= Jeanlouis Cornuz =

Jeanlouis Cornuz (February 17, 1922 – October 14, 2007) was a Swiss writer.

==Biography==
Jeanlouis Cornuz was born in Lausanne, Switzerland. He studied literature at the University of Lausanne and at the University of Zürich. In 1946, at age 24, he worked as an interpreter during the Nuremberg international trials of Nazi German officials involved in the Holocaust. He then taught literature in Switzerland at state gymnasiums (Gymnase de la Cité in Lausanne and Gymnase de Chamblandes in Pully), and also worked as a teacher in the United States of America.
A skilled chess player, Cornuz was a respected columnist and journalist, contributing to various newspapers and magazines in Switzerland.
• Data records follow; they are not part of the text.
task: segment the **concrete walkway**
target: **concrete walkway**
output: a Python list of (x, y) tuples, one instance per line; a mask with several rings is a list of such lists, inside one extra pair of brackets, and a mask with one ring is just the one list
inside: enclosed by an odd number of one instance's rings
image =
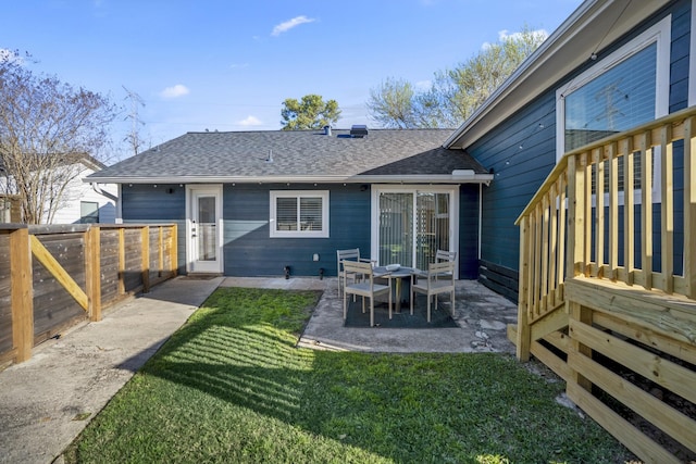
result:
[(0, 373), (0, 462), (46, 464), (60, 456), (222, 280), (167, 280)]
[[(0, 463), (62, 461), (62, 451), (217, 286), (323, 290), (299, 346), (370, 352), (513, 353), (515, 305), (475, 281), (457, 284), (459, 328), (346, 328), (337, 279), (177, 277), (37, 347), (0, 373)], [(58, 457), (57, 457), (58, 456)]]

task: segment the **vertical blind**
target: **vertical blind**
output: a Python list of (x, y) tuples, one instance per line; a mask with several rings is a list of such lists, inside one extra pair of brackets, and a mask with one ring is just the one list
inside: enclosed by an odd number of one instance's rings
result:
[(380, 264), (413, 265), (413, 193), (380, 195)]
[(380, 193), (380, 264), (425, 269), (438, 249), (449, 250), (449, 193)]
[(322, 230), (321, 197), (278, 197), (276, 230)]

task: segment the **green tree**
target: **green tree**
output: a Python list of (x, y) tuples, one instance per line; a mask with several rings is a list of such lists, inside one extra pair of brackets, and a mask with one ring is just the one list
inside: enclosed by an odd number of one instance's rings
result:
[(459, 126), (546, 37), (525, 25), (453, 68), (436, 72), (426, 91), (415, 92), (410, 83), (389, 78), (371, 90), (370, 115), (385, 127)]
[(0, 188), (20, 196), (25, 223), (51, 222), (83, 172), (78, 162), (102, 158), (115, 106), (99, 93), (34, 75), (7, 51), (0, 53)]
[(334, 125), (340, 117), (336, 100), (324, 101), (314, 93), (306, 95), (297, 101), (288, 98), (283, 102), (283, 130), (321, 129)]
[(383, 127), (409, 129), (418, 127), (413, 86), (408, 80), (387, 78), (370, 90), (368, 110)]

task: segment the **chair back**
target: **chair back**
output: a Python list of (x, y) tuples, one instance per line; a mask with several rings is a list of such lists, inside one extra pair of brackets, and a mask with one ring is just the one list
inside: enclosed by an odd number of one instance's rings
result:
[(435, 253), (436, 263), (439, 263), (440, 261), (455, 261), (456, 259), (456, 251), (437, 250), (437, 253)]
[(359, 261), (344, 261), (344, 271), (346, 274), (362, 274), (365, 277), (370, 277), (372, 279), (372, 264), (362, 263)]
[(455, 283), (455, 262), (443, 261), (427, 265), (427, 278), (430, 280), (451, 280)]
[(343, 262), (344, 261), (360, 261), (360, 249), (351, 248), (349, 250), (336, 250), (336, 259), (337, 259), (337, 274), (340, 277), (344, 271)]

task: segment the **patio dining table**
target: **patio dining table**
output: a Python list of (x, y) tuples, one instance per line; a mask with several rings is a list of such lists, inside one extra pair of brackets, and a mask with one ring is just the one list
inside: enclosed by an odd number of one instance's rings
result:
[[(389, 271), (389, 266), (376, 266), (374, 268), (374, 276), (378, 277), (378, 278), (387, 278), (387, 279), (394, 279), (394, 284), (395, 284), (395, 289), (396, 289), (396, 306), (395, 306), (395, 311), (397, 313), (401, 312), (401, 289), (402, 289), (402, 283), (405, 278), (410, 278), (412, 275), (418, 275), (421, 271), (417, 269), (415, 267), (406, 267), (406, 266), (399, 266), (396, 269)], [(409, 291), (410, 293), (410, 291)], [(409, 298), (410, 294), (409, 294)], [(408, 300), (407, 300), (408, 302)]]

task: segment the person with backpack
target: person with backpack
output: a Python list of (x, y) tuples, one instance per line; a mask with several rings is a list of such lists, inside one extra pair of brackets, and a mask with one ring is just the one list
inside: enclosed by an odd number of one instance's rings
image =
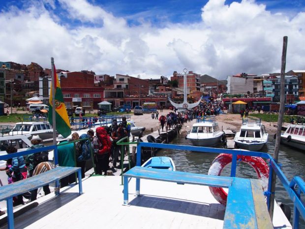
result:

From 1995 to 1998, he served as a benevolent editor-in-chief for the monthly l'Essor magazine. Additionally, he was politically active, representing the left-wing Popular Workers' Party (POP) as a delegate in the Canton de Vaud parliament. As a POP delegate, Jeanlouis Cornuz played a role in Swiss politics, advocating for workers’ rights and social equality. His political work aligned closely with the ethos of authors he admired, like Victor Hugo, whose writings were often politically charged.
Throughout his career, Cornuz authored numerous essays on prominent figures such as Jules Michelet, André Dhôtel, Gottfried Keller and Victor Hugo. He also contributed to radio and stage drama, alongside writing several novels. As a Germanist, Cornuz translated works by notable authors like Ernst Wiechert, Walter Diggelmann, Urs Schwarz, Wolfgang Leonhard, and Gottfried Keller from German into French.

== Novels ==
- La vieille femme, Ed. du Viaduc, 1954 (Roman)
- Le réfractaire, Rencontre, 1964 (Roman)
- Parce que c'était toi, La Baconnière, 1966. (Roman)
- Les USA à l'heure du LSD, La Baconnière, 1968.
- Reconnaissance d'Edmond Gilliard, L'Age d'homme, 1975
- Jean-Claude Stehli, Centre d'art Les Fontaines, 1978
- La Grande année 1968; ill. Thierry Rollier, Ed. de la Thièle, 1979
- Le Professeur, Favre, 1981. (Roman)
- Portraits sans réserve, Plaisir de lire, 1983
- Olsommer; en collab. avec Fabienne Luisier, Centre d'art Les Fontaines, 1998
- Les désastres de la guerre, L'Age d'homme, 1994. (Roman)
- Les caprices : Les désastres de la guerre II, L'Age d'homme, 2000
- Le complexe de Laïos : Les désastres de la guerre III, L'Age d'homme, 2003

== Awards ==
- 1981 Vaud canton writers award

==Bibliography==
- Roger Francillon, Histoire de la littérature en Suisse romande, vol 3, p. 328.
- Alain Nicollier, Henri-Charles Dahlem, Dictionnaire des écrivains suisses d'expression française, vol 1, pp. 282.